Higher quantiles of a distribution also have a long history as threshold for when to declare an observation an outlier. For example, growth curves for children illustrate how the quantiles of, e.g., the BMI distribution develop by age. Obesity is then for children defined as exceedance of the 97.7% quantile of the distribution at a particular age. Quantile regression is a non-parametric method to compute such curves and the statistical community has been quite busy lately investigating new ways to compute such quantile regressions models.
The focus of this blog post is nevertheless the simplest setting: Given an iid. sample \(\bm{x}\) of size \(n\) from a univariate and absolutely continuous distribution \(F\), how does one compute an estimate for the \(p\)-Quantile of \(F\) together with a corresponding two-sided \((1-\alpha)\cdot 100\%\) confidence interval for it?
The Point Estimate
Computing the quantile in a sample with statistical software is
discussed in the excellent survey of Hyndman and Fan (1996). The simplest
estimator is based on the order statistic
of the sample, i.e. \(x_{(1)} < x_{(2)}
< \cdots < x_{(n)}\). \[
\hat{x}_p = \min_{k} \left\{\hat{F}(x_{(k)}) \geq p\right\} = x_{(\lceil
n \cdot p\rceil)},
\] where \(\hat{F}\) is the empirical
cumulative distribution function of the sample. Since \(\hat{F}\) has jumps of size \(1/n\) the actual value of \(\hat{F}(\hat{x}_{p})\) can end up being
somewhat larger than the desired \(p\).
Therefore, Hyndman
and Fan (1996) prefer estimators interpolating between the two
values of the order statistic with \(\hat{F}\) just below and just above \(p\). It is interesting that even 20
years after, there still is no universally accepted way to do this
in different statistical software and the type
argument of
the quantile
function in R has been a close friend when
comparing results with SPSS or Stata users. In what follows we will,
however, stick with the simple \(x_{(\lceil n
\cdot p\rceil)}\) estimator stated above.
Below is illustrated how one would use R to compute the, say, the 80%
quantile of a sample using the above estimator.

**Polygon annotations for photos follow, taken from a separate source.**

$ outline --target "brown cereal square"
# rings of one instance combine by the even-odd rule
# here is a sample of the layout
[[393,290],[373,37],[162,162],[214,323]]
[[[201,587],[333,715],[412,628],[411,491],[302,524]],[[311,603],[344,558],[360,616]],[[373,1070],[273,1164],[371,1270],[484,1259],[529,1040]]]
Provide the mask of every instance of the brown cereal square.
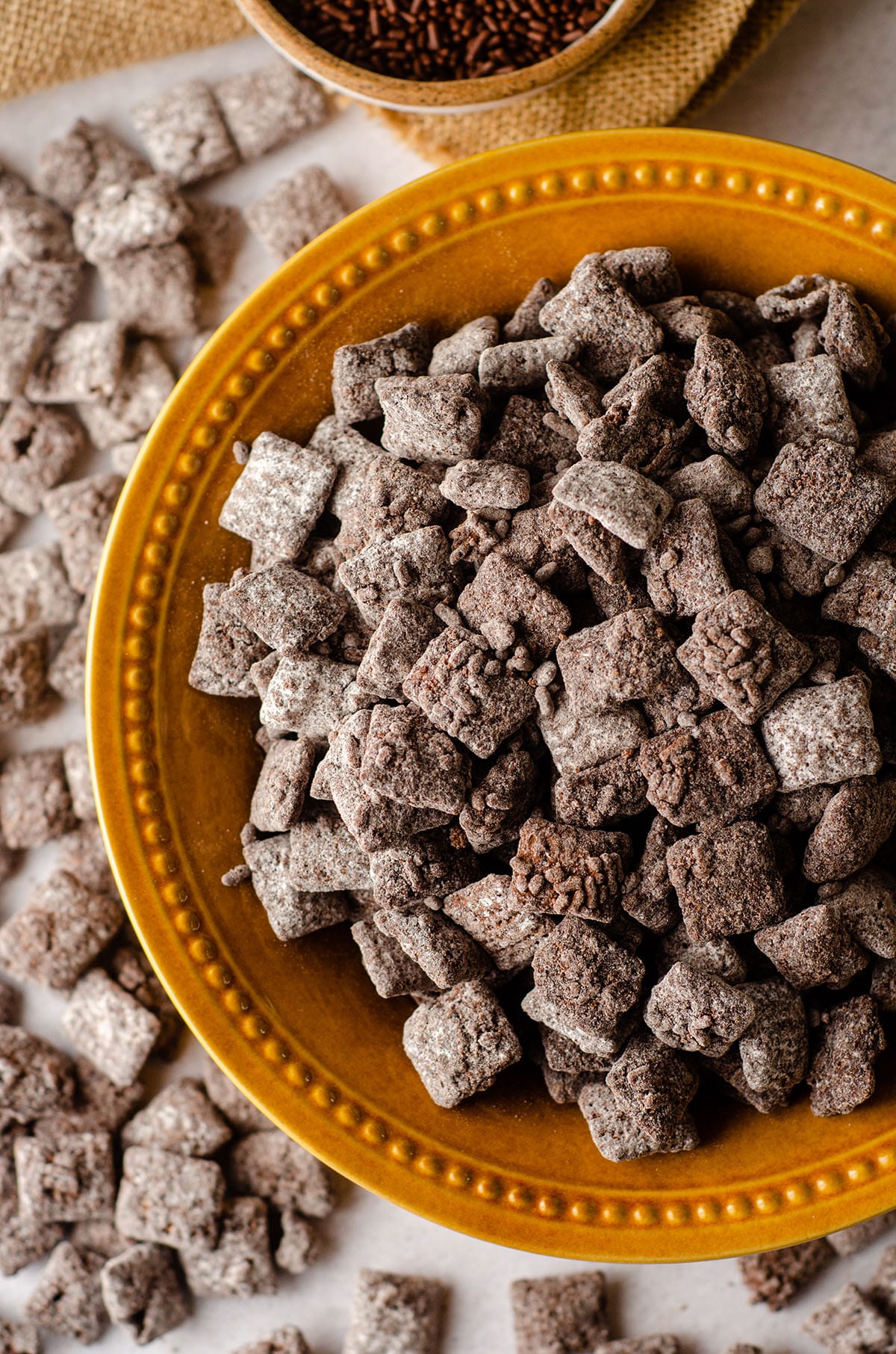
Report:
[[441,527],[421,527],[367,546],[337,570],[364,621],[378,626],[393,598],[428,605],[445,601],[453,586],[448,540]]
[[249,822],[260,833],[295,827],[311,779],[314,745],[307,738],[275,738],[252,793]]
[[363,422],[382,414],[375,383],[384,376],[417,376],[426,371],[430,344],[421,325],[346,344],[333,357],[333,406],[340,422]]
[[107,450],[148,432],[173,389],[173,372],[158,345],[142,338],[125,349],[115,393],[80,405],[79,414],[95,445]]
[[644,362],[663,345],[659,322],[604,265],[600,255],[586,255],[563,287],[539,311],[539,322],[552,334],[587,344],[589,364],[598,379],[623,376],[632,360]]
[[719,1057],[755,1018],[755,1005],[742,987],[692,964],[673,964],[652,988],[644,1024],[658,1040],[686,1053]]
[[295,559],[334,478],[336,466],[319,452],[263,432],[221,509],[221,525],[272,559]]
[[240,156],[214,92],[203,80],[185,80],[131,110],[153,168],[177,183],[198,183],[234,169]]
[[257,696],[250,668],[268,646],[233,616],[226,603],[227,584],[206,584],[203,617],[189,685],[208,696]]
[[346,213],[345,199],[326,169],[306,165],[253,202],[246,221],[272,259],[286,263]]
[[472,376],[380,376],[374,390],[384,417],[380,440],[394,456],[453,466],[476,455],[482,394]]
[[352,940],[361,952],[361,964],[379,997],[407,997],[410,992],[437,990],[420,964],[374,922],[355,922]]
[[229,1124],[199,1082],[184,1076],[153,1095],[125,1125],[125,1147],[158,1147],[183,1156],[212,1156],[230,1141]]
[[498,969],[513,971],[532,963],[539,941],[554,927],[520,906],[510,875],[486,875],[449,894],[443,910],[487,952]]
[[728,593],[697,612],[677,650],[701,691],[754,724],[812,665],[812,654],[750,593]]
[[261,1198],[227,1200],[217,1242],[181,1246],[177,1254],[195,1297],[246,1298],[277,1290]]
[[489,555],[457,598],[467,624],[494,645],[524,645],[533,658],[547,655],[570,626],[570,611],[518,565]]
[[305,653],[337,628],[348,603],[291,565],[234,575],[225,607],[286,658]]
[[189,222],[191,210],[169,175],[110,184],[74,209],[72,234],[88,263],[115,259],[145,245],[169,245]]
[[401,700],[405,677],[441,630],[430,607],[394,598],[371,635],[357,669],[357,685],[382,700]]
[[850,937],[839,910],[827,903],[805,907],[757,932],[754,940],[797,991],[822,984],[846,987],[868,965],[868,955]]
[[750,1292],[750,1301],[765,1303],[773,1312],[780,1312],[832,1259],[832,1247],[820,1236],[816,1242],[804,1242],[801,1246],[744,1255],[738,1265]]
[[115,1204],[111,1133],[20,1137],[14,1154],[22,1217],[34,1223],[111,1219]]
[[74,318],[84,283],[84,264],[12,263],[0,271],[0,313],[47,329],[65,329]]
[[120,475],[88,475],[57,485],[43,496],[55,527],[72,586],[88,593],[96,578],[115,504],[125,487]]
[[468,630],[443,630],[407,673],[402,689],[437,728],[482,758],[491,757],[536,708],[525,678]]
[[786,914],[769,829],[732,823],[673,842],[666,853],[692,941],[742,936]]
[[334,926],[348,917],[348,900],[341,894],[300,890],[290,883],[288,833],[248,842],[244,856],[252,871],[252,887],[277,940],[300,940],[302,936]]
[[813,1114],[849,1114],[874,1094],[874,1063],[887,1048],[872,997],[853,997],[822,1020],[807,1080]]
[[472,883],[479,862],[456,830],[433,829],[384,846],[369,857],[374,899],[403,907],[420,898],[445,898]]
[[326,119],[326,96],[288,61],[219,80],[215,100],[244,161],[259,160]]
[[107,184],[134,183],[149,173],[150,167],[135,150],[106,127],[79,118],[64,137],[41,148],[34,185],[72,213]]
[[14,850],[42,846],[74,827],[62,753],[14,753],[0,770],[0,829]]
[[[108,313],[148,338],[199,333],[196,265],[185,245],[148,245],[99,268]],[[111,394],[111,391],[110,391]]]
[[516,841],[520,825],[529,816],[535,781],[535,762],[524,750],[503,753],[489,768],[459,816],[475,852],[486,853]]
[[835,785],[881,766],[862,677],[786,692],[761,730],[782,791]]
[[620,1109],[659,1148],[679,1136],[697,1083],[692,1064],[652,1034],[629,1040],[606,1074]]
[[855,1284],[812,1312],[803,1330],[831,1354],[885,1354],[896,1339],[896,1327]]
[[647,777],[647,799],[675,827],[746,818],[777,788],[755,737],[728,709],[707,715],[694,728],[650,738],[637,764]]
[[139,1076],[161,1025],[130,992],[95,968],[69,997],[62,1029],[77,1052],[111,1082],[130,1086]]
[[276,1128],[234,1143],[227,1169],[237,1194],[256,1194],[275,1208],[298,1208],[306,1217],[329,1217],[336,1206],[325,1167]]
[[560,640],[556,661],[577,715],[675,692],[688,681],[666,626],[650,607],[577,631]]
[[606,1281],[600,1270],[510,1285],[517,1354],[590,1354],[609,1335]]
[[138,1242],[111,1257],[100,1270],[100,1289],[110,1320],[126,1327],[135,1345],[149,1345],[189,1316],[189,1300],[166,1246]]
[[522,1056],[513,1026],[483,982],[460,983],[418,1006],[405,1022],[403,1044],[429,1095],[444,1109],[487,1090]]
[[116,898],[57,869],[0,926],[0,964],[14,978],[68,991],[123,921]]
[[81,320],[55,336],[24,385],[34,403],[110,399],[125,359],[125,330],[112,320]]
[[445,1296],[432,1278],[360,1270],[342,1354],[437,1354]]
[[47,712],[46,653],[43,631],[0,636],[0,730],[35,723]]
[[851,447],[815,439],[781,448],[757,487],[755,505],[801,546],[845,563],[891,504],[896,487],[865,470]]
[[225,1208],[225,1178],[217,1162],[157,1147],[129,1147],[115,1204],[122,1236],[160,1246],[215,1243]]
[[108,1326],[97,1271],[93,1257],[60,1242],[24,1305],[26,1317],[42,1331],[92,1345]]
[[533,816],[521,826],[510,861],[513,887],[520,903],[532,911],[609,922],[619,913],[629,850],[624,833]]
[[673,501],[652,479],[612,460],[579,460],[554,486],[566,508],[594,517],[613,536],[635,550],[656,539]]

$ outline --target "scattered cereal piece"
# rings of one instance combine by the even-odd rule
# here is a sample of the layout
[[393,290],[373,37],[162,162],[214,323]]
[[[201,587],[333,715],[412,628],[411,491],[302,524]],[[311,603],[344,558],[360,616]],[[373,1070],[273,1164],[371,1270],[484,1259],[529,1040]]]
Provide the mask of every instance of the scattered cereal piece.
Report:
[[72,130],[41,148],[34,185],[65,211],[74,211],[107,184],[130,184],[152,173],[146,161],[93,122],[79,118]]
[[815,1275],[834,1259],[834,1250],[822,1236],[780,1251],[744,1255],[738,1261],[751,1303],[765,1303],[773,1312],[788,1307]]
[[[79,1053],[116,1086],[137,1080],[160,1033],[157,1017],[100,969],[74,987],[62,1029]],[[152,1238],[148,1238],[152,1240]]]
[[225,1178],[215,1162],[156,1147],[129,1147],[115,1205],[115,1225],[134,1242],[214,1244],[225,1206]]
[[215,96],[202,80],[145,99],[131,116],[156,172],[173,175],[177,183],[198,183],[238,162]]
[[221,509],[221,525],[272,559],[295,559],[323,512],[336,466],[263,432]]
[[755,492],[755,506],[801,546],[826,559],[851,559],[889,506],[896,489],[865,470],[838,441],[792,441]]
[[184,1156],[212,1156],[231,1132],[199,1082],[183,1078],[164,1086],[125,1125],[125,1147],[158,1147]]
[[486,875],[459,888],[445,898],[443,910],[502,971],[531,964],[539,941],[555,925],[550,917],[524,910],[510,875]]
[[518,1278],[510,1307],[517,1354],[587,1354],[609,1335],[600,1270]]
[[43,496],[43,508],[55,527],[62,562],[72,586],[88,593],[96,580],[118,496],[120,475],[88,475],[57,485]]
[[0,926],[0,964],[14,978],[68,991],[123,921],[116,898],[57,869]]
[[35,403],[110,399],[122,371],[125,330],[115,320],[81,320],[57,334],[24,385]]
[[279,1129],[249,1133],[230,1148],[230,1177],[238,1194],[257,1194],[275,1208],[298,1208],[306,1217],[329,1217],[333,1185],[317,1158]]
[[637,765],[647,799],[677,827],[746,818],[777,788],[755,737],[728,709],[647,739]]
[[807,1080],[813,1114],[849,1114],[874,1094],[874,1063],[887,1048],[870,997],[853,997],[822,1017],[822,1041]]
[[24,1304],[24,1315],[42,1331],[92,1345],[108,1326],[95,1257],[60,1242]]
[[177,1254],[195,1297],[245,1298],[277,1290],[261,1198],[227,1200],[217,1242],[192,1242]]
[[629,849],[623,833],[533,816],[521,826],[510,861],[513,887],[520,903],[535,911],[609,922],[619,910]]
[[111,448],[148,432],[173,389],[175,376],[158,344],[142,338],[125,351],[115,393],[80,405],[79,414],[95,445]]
[[271,257],[286,263],[346,213],[345,199],[326,169],[306,165],[253,202],[246,221]]
[[135,1345],[149,1345],[189,1316],[189,1301],[166,1246],[138,1242],[111,1257],[100,1270],[100,1289],[110,1320],[125,1326]]
[[20,850],[74,827],[62,753],[43,749],[14,753],[0,770],[0,829],[8,846]]
[[268,61],[254,70],[219,80],[218,107],[245,161],[259,160],[326,119],[326,96],[287,61]]
[[103,260],[99,272],[108,313],[126,329],[149,338],[199,332],[196,265],[185,245],[131,249]]
[[19,1137],[14,1155],[22,1217],[34,1223],[111,1219],[115,1204],[111,1133]]
[[418,1006],[405,1022],[403,1043],[430,1097],[445,1109],[487,1090],[522,1056],[513,1026],[482,982],[460,983]]
[[846,1284],[812,1312],[803,1330],[832,1354],[884,1354],[895,1334],[892,1323],[855,1284]]

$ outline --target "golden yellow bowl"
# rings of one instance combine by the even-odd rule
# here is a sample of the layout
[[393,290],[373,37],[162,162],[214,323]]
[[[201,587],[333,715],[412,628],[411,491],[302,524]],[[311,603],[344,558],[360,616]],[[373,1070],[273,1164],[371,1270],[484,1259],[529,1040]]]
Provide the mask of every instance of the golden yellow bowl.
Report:
[[702,1147],[605,1162],[574,1106],[517,1068],[437,1109],[345,927],[280,944],[240,860],[256,705],[187,685],[202,585],[248,562],[218,527],[234,437],[303,439],[333,349],[409,320],[508,313],[587,250],[669,245],[688,287],[757,292],[826,272],[896,309],[896,185],[822,156],[702,131],[582,133],[491,152],[364,207],[279,269],[177,386],[127,481],[91,628],[100,821],[133,922],[185,1020],[238,1086],[344,1175],[508,1246],[605,1261],[786,1246],[896,1205],[896,1075],[813,1118],[700,1113]]

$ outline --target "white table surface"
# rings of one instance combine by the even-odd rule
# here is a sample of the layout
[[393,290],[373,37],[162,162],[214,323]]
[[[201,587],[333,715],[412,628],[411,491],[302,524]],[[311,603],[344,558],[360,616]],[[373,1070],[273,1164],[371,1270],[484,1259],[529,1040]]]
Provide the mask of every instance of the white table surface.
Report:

We can compute this
either manually or using the quantile
function with
type=1
:
##Make a tiny artificial dataset, say, the BMI z-score of 25 children
sort(x <- rnorm(25))
## [1] -1.44090165 -1.40318433 -1.21953433 -0.95029549 -0.90398754 -0.66095890 -0.47801787
## [8] -0.43976149 -0.36174823 -0.34116984 -0.33047704 -0.31576897 -0.28904542 -0.03789851
## [15] -0.03764990 -0.03377687 0.22121130 0.30331291 0.43716773 0.47435054 0.60897987
## [22] 0.64611097 1.20086374 1.52483138 2.67862782
##Define the quantile we want to consider
<- 0.8
p ##Since we know the true distribution we can easily find the true quantile
<- qnorm(p)) (x_p
## [1] 0.8416212
##Compute the estimates using the quantile function and manually
c(quantile=quantile(x, type=1, prob=p), manual=sort(x)[ceiling(length(x)*p)])
## quantile.80% manual
## 0.4743505 0.4743505
Confidence interval for the quantile
Besides the point estimate \(\hat{x}_p\) we also would like to report a
two-sided \((1-\alpha)\cdot 100\%\)
confidence interval \((x_p^{\text{l}},
x_p^{\text{u}})\) for the desired population quantile. The
interval \((x_p^{\text{l}},
x_p^{\text{u}})\) should, hence, fulfill the following condition:
\[
P( (x_p^{\text{l}}, x_p^{\text{u}}) \ni x_p) = 1 - \alpha,
\] where we have used the “backwards” \(\in\) to stress the fact that it’s
the interval which is random. Restricting the limits of this
confidence intervals to be one of the realisations from the
order statistics implies that we need to find indices \(d\) and \(e\) with \(d<e\) s.t. \[
P( x_{(d)} \leq x_p \leq x_{(e)}) \geq 1 - \alpha.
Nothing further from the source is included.